Marin Center for Independent Living organized this bus stop at the College of Marin. Students and community members enjoy greeting the bus and people learn ADA history and take photos.
Banners and tables are set up in Hayward City Hall and a short program is presented by the city and staff from Community Resources for Independent Living. A Mayor’s Proclamation is read and congressional staff and local advocates share their support. Thank you to Community Resources for Independent Living (CRIL) for sponsoring this great event!
San Francisco, California
Marilyn Golden, Senior Policy Analyst at the Disability Rights Education and Defense Fund, interviews Tom Olin for a StoryCorps interview about the history of the disability rights movement. StoryCorps is archived at the Library of Congress.
The ADA bus drives in San Jose, where it joins the San Jose Abilities Expo from November 21 - 23, 2014. Here, Erica Jones, of the Regional ADA Training Center, and Christina Mills, Deputy Director of the California Foundation for Independent Living, coordinate the participation of local advocates to draw people of all ages and cultures to the Tour and interactive exhibits. Especially popular is the photo booth with ADA-themed props.
The ADA bus introduces its new “Because of the ADA” cards that participants can fill out with their own stories. One memorable response received is, “Because of the ADA, I’m no longer someone who can be put in the back and ignored. I’m no longer shunned. I’m not invisible anymore.”

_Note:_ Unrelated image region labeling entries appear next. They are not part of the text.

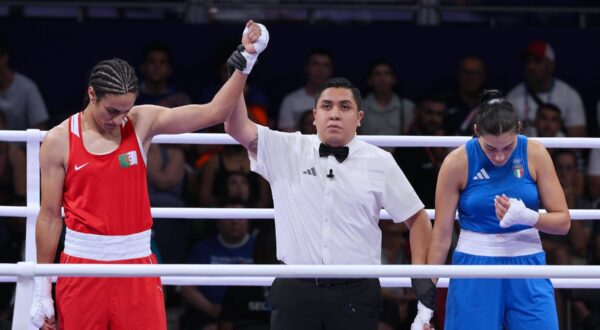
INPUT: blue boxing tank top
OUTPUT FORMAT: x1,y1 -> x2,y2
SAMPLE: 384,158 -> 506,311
458,135 -> 539,234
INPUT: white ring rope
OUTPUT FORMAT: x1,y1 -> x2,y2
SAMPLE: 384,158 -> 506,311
0,276 -> 600,289
0,206 -> 600,220
0,262 -> 600,279
0,129 -> 600,329
0,130 -> 600,149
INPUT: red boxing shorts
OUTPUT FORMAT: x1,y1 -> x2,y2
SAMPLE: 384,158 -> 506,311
56,253 -> 167,330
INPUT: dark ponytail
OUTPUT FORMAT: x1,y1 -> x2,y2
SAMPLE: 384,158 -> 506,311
475,89 -> 519,136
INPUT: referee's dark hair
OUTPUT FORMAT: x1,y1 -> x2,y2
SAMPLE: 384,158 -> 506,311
315,77 -> 362,111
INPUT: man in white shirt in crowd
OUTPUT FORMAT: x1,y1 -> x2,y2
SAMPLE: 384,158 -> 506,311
0,35 -> 49,130
225,78 -> 435,330
507,40 -> 586,137
277,48 -> 333,132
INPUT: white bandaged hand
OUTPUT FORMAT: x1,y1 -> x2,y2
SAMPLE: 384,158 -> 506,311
29,277 -> 54,328
500,198 -> 540,228
410,301 -> 433,330
242,23 -> 269,74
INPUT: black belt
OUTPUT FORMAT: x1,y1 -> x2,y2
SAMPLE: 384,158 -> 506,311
295,278 -> 368,287
278,260 -> 368,287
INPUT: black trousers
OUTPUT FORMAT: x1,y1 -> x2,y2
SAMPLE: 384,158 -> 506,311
269,278 -> 381,330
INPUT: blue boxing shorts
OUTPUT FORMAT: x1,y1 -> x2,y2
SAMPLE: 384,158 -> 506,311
444,251 -> 558,330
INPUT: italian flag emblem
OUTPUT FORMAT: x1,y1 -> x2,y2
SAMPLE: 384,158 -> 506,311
119,151 -> 137,168
513,168 -> 524,179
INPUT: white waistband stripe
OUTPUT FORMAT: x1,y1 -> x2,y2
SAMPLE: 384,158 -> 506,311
64,228 -> 151,261
456,228 -> 543,257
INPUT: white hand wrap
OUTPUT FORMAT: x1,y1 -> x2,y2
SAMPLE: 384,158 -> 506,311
242,23 -> 269,75
29,277 -> 54,328
410,301 -> 433,330
500,198 -> 540,228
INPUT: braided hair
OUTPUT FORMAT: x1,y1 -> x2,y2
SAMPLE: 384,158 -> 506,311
84,58 -> 139,105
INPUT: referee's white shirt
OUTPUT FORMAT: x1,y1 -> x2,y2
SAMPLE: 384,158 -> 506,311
250,125 -> 424,265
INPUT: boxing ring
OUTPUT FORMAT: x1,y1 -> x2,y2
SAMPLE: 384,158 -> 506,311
0,129 -> 600,329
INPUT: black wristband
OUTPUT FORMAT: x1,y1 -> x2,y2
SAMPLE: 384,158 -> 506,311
410,278 -> 437,311
227,45 -> 246,77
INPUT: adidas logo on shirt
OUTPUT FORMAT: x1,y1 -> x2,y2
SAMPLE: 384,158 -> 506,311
473,168 -> 490,180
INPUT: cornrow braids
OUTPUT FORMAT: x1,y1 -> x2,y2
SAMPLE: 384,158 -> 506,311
88,58 -> 139,100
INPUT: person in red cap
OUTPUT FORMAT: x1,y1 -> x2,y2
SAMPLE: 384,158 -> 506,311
507,40 -> 586,136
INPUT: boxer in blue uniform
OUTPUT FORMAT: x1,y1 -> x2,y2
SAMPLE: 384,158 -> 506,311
424,90 -> 570,330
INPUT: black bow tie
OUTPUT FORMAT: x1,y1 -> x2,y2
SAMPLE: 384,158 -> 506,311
319,143 -> 350,163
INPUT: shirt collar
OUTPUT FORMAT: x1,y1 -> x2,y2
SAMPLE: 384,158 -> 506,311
310,133 -> 359,156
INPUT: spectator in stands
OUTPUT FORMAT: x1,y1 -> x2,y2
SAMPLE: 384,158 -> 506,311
531,103 -> 565,138
360,60 -> 415,142
136,43 -> 191,108
396,95 -> 447,208
444,56 -> 487,135
219,222 -> 278,330
277,48 -> 333,132
199,145 -> 270,207
181,199 -> 254,330
0,35 -> 48,130
507,40 -> 586,137
0,112 -> 26,329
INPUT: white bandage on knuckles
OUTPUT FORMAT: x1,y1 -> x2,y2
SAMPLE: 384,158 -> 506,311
500,198 -> 540,228
410,301 -> 433,330
29,277 -> 54,328
242,23 -> 269,74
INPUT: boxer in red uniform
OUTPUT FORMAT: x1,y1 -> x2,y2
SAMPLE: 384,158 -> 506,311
31,21 -> 268,330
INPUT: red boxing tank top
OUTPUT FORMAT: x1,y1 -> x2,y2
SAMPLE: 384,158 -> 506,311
63,113 -> 152,235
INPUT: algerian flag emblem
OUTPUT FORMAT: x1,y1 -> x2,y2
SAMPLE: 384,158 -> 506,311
119,151 -> 137,168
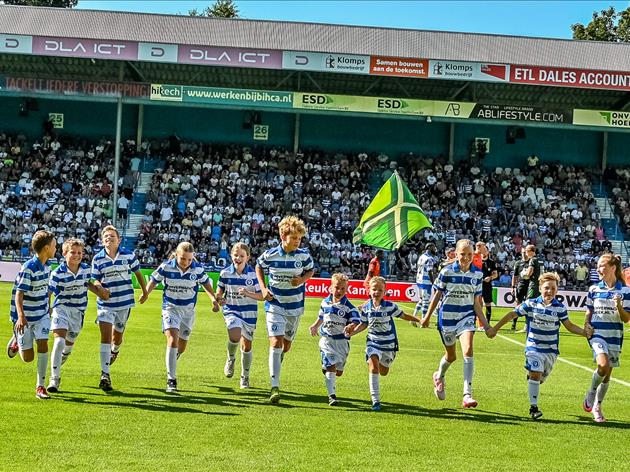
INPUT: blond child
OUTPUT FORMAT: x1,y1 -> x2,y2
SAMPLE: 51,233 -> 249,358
488,272 -> 592,420
48,238 -> 109,393
217,242 -> 263,388
309,273 -> 361,406
140,242 -> 219,393
256,216 -> 314,403
7,231 -> 57,400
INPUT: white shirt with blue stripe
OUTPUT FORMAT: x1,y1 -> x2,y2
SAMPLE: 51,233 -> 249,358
360,300 -> 403,351
586,281 -> 630,352
217,264 -> 260,325
319,295 -> 361,339
92,248 -> 140,311
151,259 -> 210,310
433,262 -> 483,330
11,256 -> 50,323
48,261 -> 92,313
256,245 -> 313,316
416,252 -> 437,292
514,296 -> 569,355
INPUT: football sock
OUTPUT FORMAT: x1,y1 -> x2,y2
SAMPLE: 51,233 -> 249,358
370,372 -> 381,403
326,372 -> 337,396
241,349 -> 253,377
527,379 -> 540,406
100,343 -> 112,374
166,346 -> 177,380
595,382 -> 609,404
464,356 -> 475,395
591,369 -> 604,392
50,337 -> 66,378
269,347 -> 282,387
37,352 -> 48,387
228,341 -> 238,359
438,356 -> 451,379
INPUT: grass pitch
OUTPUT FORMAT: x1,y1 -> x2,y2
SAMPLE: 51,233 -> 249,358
0,284 -> 630,472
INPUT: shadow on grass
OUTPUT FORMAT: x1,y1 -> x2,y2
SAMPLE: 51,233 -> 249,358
54,384 -> 630,430
54,387 -> 239,416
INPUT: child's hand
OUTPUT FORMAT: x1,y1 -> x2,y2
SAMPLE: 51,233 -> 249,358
98,287 -> 111,301
262,287 -> 273,302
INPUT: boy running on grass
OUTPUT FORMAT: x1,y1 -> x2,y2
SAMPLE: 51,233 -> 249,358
256,216 -> 314,403
345,277 -> 420,411
488,272 -> 593,420
7,231 -> 57,400
92,225 -> 147,392
48,238 -> 109,393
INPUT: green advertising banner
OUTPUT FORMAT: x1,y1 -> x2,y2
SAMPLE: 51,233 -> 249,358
149,84 -> 293,108
573,109 -> 630,128
293,93 -> 433,116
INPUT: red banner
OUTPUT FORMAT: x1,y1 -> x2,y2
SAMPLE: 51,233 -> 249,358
306,278 -> 418,303
510,65 -> 630,90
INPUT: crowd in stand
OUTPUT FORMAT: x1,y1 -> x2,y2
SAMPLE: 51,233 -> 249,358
0,130 -> 135,260
0,127 -> 630,287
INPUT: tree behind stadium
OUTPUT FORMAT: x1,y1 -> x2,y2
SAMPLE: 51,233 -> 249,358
0,0 -> 79,8
571,7 -> 630,43
188,0 -> 238,18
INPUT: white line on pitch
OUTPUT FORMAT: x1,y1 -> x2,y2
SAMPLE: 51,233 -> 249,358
497,334 -> 630,387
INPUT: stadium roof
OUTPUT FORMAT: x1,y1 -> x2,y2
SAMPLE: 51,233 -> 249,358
0,5 -> 630,71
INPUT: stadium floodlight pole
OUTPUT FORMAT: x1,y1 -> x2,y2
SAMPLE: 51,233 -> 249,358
112,96 -> 122,226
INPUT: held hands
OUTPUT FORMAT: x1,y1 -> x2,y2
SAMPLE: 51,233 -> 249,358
584,324 -> 595,339
98,286 -> 111,303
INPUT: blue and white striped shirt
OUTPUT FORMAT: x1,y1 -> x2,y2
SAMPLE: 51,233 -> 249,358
218,264 -> 260,325
514,297 -> 569,354
586,281 -> 630,351
48,261 -> 92,313
151,259 -> 210,310
361,300 -> 403,351
416,252 -> 437,292
433,262 -> 483,330
256,245 -> 313,316
319,295 -> 361,339
92,248 -> 140,310
11,256 -> 50,323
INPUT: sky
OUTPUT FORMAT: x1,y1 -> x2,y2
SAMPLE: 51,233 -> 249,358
77,0 -> 630,39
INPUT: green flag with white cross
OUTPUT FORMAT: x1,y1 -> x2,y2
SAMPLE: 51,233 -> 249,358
352,172 -> 433,251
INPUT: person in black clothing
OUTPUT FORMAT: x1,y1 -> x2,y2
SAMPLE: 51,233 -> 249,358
475,242 -> 499,322
512,246 -> 529,331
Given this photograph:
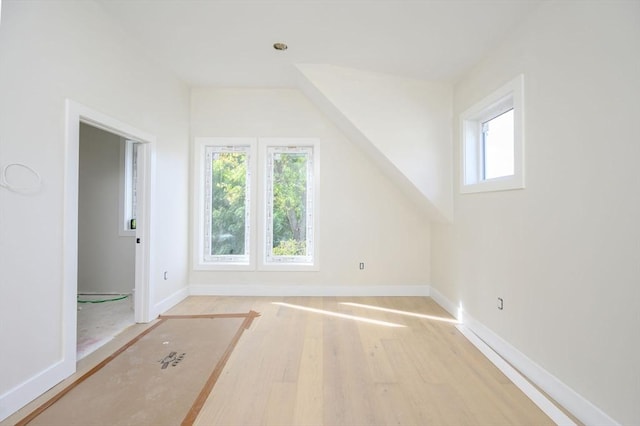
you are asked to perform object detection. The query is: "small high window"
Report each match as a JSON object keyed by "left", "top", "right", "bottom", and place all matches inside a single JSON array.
[{"left": 460, "top": 75, "right": 524, "bottom": 193}]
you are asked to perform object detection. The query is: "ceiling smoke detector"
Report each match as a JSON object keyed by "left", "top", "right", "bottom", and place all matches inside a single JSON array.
[{"left": 273, "top": 43, "right": 289, "bottom": 50}]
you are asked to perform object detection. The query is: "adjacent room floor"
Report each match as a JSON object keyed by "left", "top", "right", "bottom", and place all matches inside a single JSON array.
[
  {"left": 77, "top": 294, "right": 134, "bottom": 359},
  {"left": 7, "top": 296, "right": 580, "bottom": 425}
]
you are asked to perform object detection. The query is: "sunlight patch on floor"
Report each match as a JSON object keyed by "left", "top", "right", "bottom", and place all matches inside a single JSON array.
[
  {"left": 272, "top": 302, "right": 406, "bottom": 327},
  {"left": 340, "top": 302, "right": 459, "bottom": 324}
]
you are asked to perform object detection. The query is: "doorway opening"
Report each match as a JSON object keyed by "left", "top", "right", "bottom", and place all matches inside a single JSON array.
[
  {"left": 60, "top": 100, "right": 155, "bottom": 376},
  {"left": 76, "top": 122, "right": 139, "bottom": 359}
]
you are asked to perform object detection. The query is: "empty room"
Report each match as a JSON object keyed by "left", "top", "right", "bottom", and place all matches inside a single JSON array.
[{"left": 0, "top": 0, "right": 640, "bottom": 425}]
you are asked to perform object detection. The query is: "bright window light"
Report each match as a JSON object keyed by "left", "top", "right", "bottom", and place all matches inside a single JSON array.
[{"left": 460, "top": 75, "right": 524, "bottom": 193}]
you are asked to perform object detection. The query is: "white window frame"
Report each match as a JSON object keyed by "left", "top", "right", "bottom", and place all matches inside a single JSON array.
[
  {"left": 460, "top": 74, "right": 525, "bottom": 194},
  {"left": 259, "top": 138, "right": 320, "bottom": 271},
  {"left": 193, "top": 137, "right": 257, "bottom": 270},
  {"left": 118, "top": 138, "right": 140, "bottom": 237}
]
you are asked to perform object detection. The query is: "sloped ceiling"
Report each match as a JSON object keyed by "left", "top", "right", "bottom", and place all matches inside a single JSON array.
[
  {"left": 96, "top": 0, "right": 544, "bottom": 87},
  {"left": 95, "top": 0, "right": 544, "bottom": 221}
]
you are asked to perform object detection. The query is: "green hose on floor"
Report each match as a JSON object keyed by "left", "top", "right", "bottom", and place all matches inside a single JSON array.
[{"left": 78, "top": 294, "right": 129, "bottom": 303}]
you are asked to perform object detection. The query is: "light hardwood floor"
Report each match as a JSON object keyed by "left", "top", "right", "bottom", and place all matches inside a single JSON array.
[
  {"left": 171, "top": 297, "right": 553, "bottom": 425},
  {"left": 3, "top": 296, "right": 564, "bottom": 425}
]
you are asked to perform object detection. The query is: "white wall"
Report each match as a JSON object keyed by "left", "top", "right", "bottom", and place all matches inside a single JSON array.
[
  {"left": 297, "top": 64, "right": 453, "bottom": 222},
  {"left": 432, "top": 1, "right": 640, "bottom": 424},
  {"left": 78, "top": 124, "right": 135, "bottom": 294},
  {"left": 0, "top": 1, "right": 189, "bottom": 418},
  {"left": 190, "top": 89, "right": 430, "bottom": 294}
]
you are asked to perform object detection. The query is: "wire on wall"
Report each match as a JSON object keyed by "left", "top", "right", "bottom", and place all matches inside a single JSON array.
[{"left": 0, "top": 163, "right": 42, "bottom": 194}]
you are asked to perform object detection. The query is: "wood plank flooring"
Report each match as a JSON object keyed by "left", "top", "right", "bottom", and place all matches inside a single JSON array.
[
  {"left": 7, "top": 296, "right": 553, "bottom": 426},
  {"left": 169, "top": 297, "right": 553, "bottom": 425}
]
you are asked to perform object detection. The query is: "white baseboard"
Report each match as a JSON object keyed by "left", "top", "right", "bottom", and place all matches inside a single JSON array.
[
  {"left": 430, "top": 288, "right": 619, "bottom": 426},
  {"left": 154, "top": 287, "right": 190, "bottom": 317},
  {"left": 0, "top": 360, "right": 75, "bottom": 422},
  {"left": 189, "top": 284, "right": 429, "bottom": 297}
]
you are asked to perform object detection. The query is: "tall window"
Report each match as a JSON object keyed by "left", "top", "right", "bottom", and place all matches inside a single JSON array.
[
  {"left": 193, "top": 138, "right": 319, "bottom": 271},
  {"left": 482, "top": 108, "right": 514, "bottom": 180},
  {"left": 265, "top": 146, "right": 314, "bottom": 264},
  {"left": 204, "top": 146, "right": 251, "bottom": 264},
  {"left": 119, "top": 139, "right": 140, "bottom": 236}
]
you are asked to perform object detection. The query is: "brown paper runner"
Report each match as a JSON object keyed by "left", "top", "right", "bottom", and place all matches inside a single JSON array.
[{"left": 17, "top": 311, "right": 259, "bottom": 426}]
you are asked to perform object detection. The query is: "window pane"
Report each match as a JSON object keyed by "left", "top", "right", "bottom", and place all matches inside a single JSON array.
[
  {"left": 209, "top": 152, "right": 248, "bottom": 256},
  {"left": 272, "top": 153, "right": 308, "bottom": 256},
  {"left": 482, "top": 109, "right": 515, "bottom": 179},
  {"left": 265, "top": 146, "right": 314, "bottom": 265}
]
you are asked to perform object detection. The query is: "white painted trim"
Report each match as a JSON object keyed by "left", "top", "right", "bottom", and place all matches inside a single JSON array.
[
  {"left": 191, "top": 136, "right": 260, "bottom": 271},
  {"left": 154, "top": 287, "right": 189, "bottom": 314},
  {"left": 460, "top": 74, "right": 525, "bottom": 194},
  {"left": 189, "top": 284, "right": 429, "bottom": 297},
  {"left": 430, "top": 287, "right": 619, "bottom": 426},
  {"left": 63, "top": 99, "right": 156, "bottom": 322},
  {"left": 0, "top": 360, "right": 68, "bottom": 421},
  {"left": 456, "top": 325, "right": 575, "bottom": 426}
]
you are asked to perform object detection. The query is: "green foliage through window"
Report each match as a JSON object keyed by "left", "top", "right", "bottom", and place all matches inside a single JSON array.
[{"left": 210, "top": 152, "right": 248, "bottom": 256}]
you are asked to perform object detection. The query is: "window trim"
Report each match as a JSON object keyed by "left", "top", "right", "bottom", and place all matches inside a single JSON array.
[
  {"left": 193, "top": 137, "right": 257, "bottom": 271},
  {"left": 118, "top": 138, "right": 140, "bottom": 237},
  {"left": 460, "top": 74, "right": 525, "bottom": 194},
  {"left": 258, "top": 138, "right": 320, "bottom": 271}
]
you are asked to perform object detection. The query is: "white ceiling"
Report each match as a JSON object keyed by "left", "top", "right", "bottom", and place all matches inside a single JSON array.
[{"left": 96, "top": 0, "right": 544, "bottom": 87}]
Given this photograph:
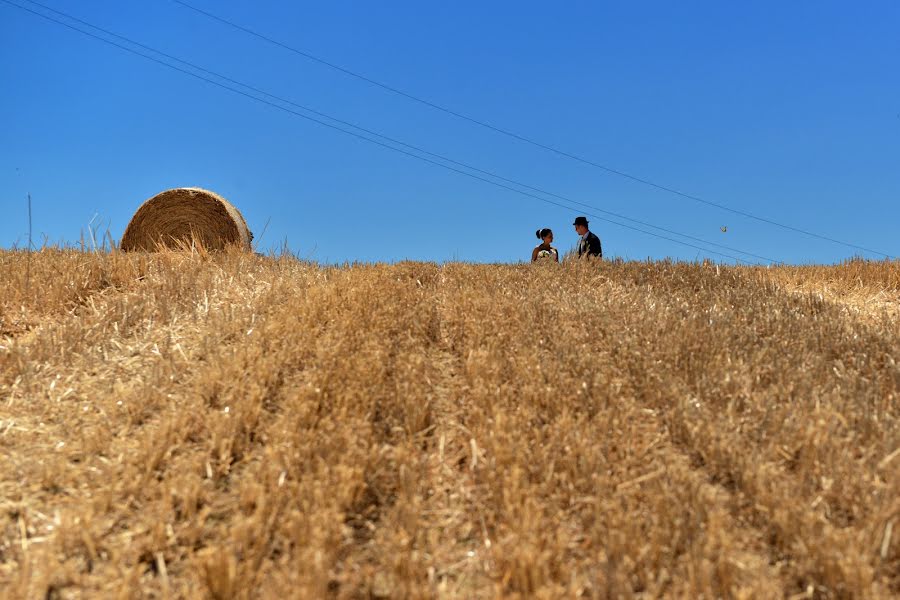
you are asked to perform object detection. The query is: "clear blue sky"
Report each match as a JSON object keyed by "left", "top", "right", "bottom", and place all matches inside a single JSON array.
[{"left": 0, "top": 0, "right": 900, "bottom": 263}]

The bus tour continues on to Berkeley and the famous Ed Roberts Campus, where it is greeted by disability rights activists, old and new. The Ed Roberts Campus buildings are particularly famous because they were built with universal accessibility as a first priority and house a number of progressive disability rights organizations, including the Disability Rights Education and Defense Fund, the Berkeley Center for Independent Living, and other organizations that made significant contributions to the passage of the ADA. ADA25 t-shirts and calendars are sold.
The ADA bus begins its journey back east, first stopping at the Arizona Bridge to Independent Living (ABIL). Here, the bus spends the day at the Disability Empowerment Center and numerous people, disabled and non-disabled, attend from the Phoenix area. Phil Pangrazio, Executive Director of ABIL, arranges an inclusive event with city officials and cross-disability representation. For an example of the promotion around this event, visit http://www.abil.org/2015freedombus/ and http://www.azfamily.com/good-morning-arizona/inside/Road-to-Freedom-Bus-passes-through-Arizona-284904931.html
January 2015 and Beyond
The bus continues to roll with more than 40 stops scheduled for 2015 and a brand new bus wrap, thanks to donations and extraordinary support from Miami Trailer (http://www.miamitrailer.com/about-us/) and the U.S. Business Leadership Network.
As we inch closer and closer to the 25th anniversary of the ADA, we’re learning of national and local celebrations being planned to commemorate the impact of the ADA. We look forward to joining disability community leaders in Washington, DC, on July 26, 2015!